In 2021, Chicago was finally recognized as a global tech competitor. Chicago tech companies raised more than $9.7 billion in venture funding, over $1 billion more than Chicago startups raised in all of 2020, according to Crunchbase. This number was fueled by the record-breaking 12 unicorn companies. These 12 unicorns pushed Chicago into the number three spot for producing unicorns, only behind San Francisco and NYC, outpacing Boston, Los Angeles and Seattle. The return on venture capital in Chicago is the highest in the country.

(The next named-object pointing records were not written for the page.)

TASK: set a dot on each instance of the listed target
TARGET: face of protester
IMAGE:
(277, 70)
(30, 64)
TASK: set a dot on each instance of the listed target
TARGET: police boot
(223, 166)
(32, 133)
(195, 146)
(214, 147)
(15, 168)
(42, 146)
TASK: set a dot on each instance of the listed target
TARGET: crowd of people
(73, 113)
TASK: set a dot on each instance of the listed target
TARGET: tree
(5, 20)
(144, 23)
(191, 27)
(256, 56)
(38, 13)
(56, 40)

Because venture capital in Chicago is harder to find than in coastal markets, it makes the threshold to enter higher, leaving only the most significant innovators to succeed.

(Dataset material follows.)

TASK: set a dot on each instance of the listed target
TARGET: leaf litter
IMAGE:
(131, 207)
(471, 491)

What are the strategic advantages that Chicago offers?
With so many world-class educational institutions in Chicago, the city awarded almost 25,000 Bachelor’s, Master’s, and Doctoral degrees in STEM-focused areas, a new record for the state. The number of STEM degrees has increased annually by 3.5% since 2010. Last year, according to the Illinois Science & Technology Coalition, Chicago was also the number three producer of computer science degrees in the U.S. In addition to the city’s strong access to labor, Chicago’s apartment rents are 20% lower than other major US cities. To further complement, Chicago’s office rental rates are a fraction of New York City and San Francisco, a crucial factor for technology tenants.
Mega occupiers like Google, Uber, Salesforce and Tempus Labs have driven office rental rates to record levels. These companies represent the trendsetters amongst Chicago office tenants, demanding high-end, amenity-rich spaces. While the pandemic forced many tech tenants to place space on the sublease market, Google’s recent commitment to take over the former Thompson Center in the Central Loop, leads many to believe that this move is the start of a major transformation. In the last several years, the struggling submarket has lost numerous financial tenants who have flocked to the West Loop. In 2022, Chicago has seen 800,000 square feet of office leasing by tech tenants, 10.8% of total leased space. In addition to movement by Google, notable leases include Basis Technologies, Vivid Seats, Stripe and Snap. The technology sector plays a vital role in Chicago’s ecosystem. Tech companies offer high-paying jobs, which lifts the housing and retail markets and increases the amount of leased office space. This momentum generates revenue that gets reinvested in the city. It fosters companies and industries and upholds the attraction to the city of Chicago.
In 2022, tech companies around the country have navigated disruption in the private capital world, which led to a slowing of funding and considerable layoffs. In Chicago, companies like ActiveCampaign, FoxTrot and Cameo have announced layoffs. These layoffs will create opportunities for smaller startups in Chicago. While fundraising was down this year across the board, tech companies will likely adjust budgets and move forward with the ebb and flow of the tech world. In 2023, Chicago has several startups that have been voted Top Startups to Watch by resources like AmericanInno, including Protégé, Klover, Science on Call. Like Chicago’s economy these startups will focus on a variety of areas and help carry the momentum of Chicago’s tech scene.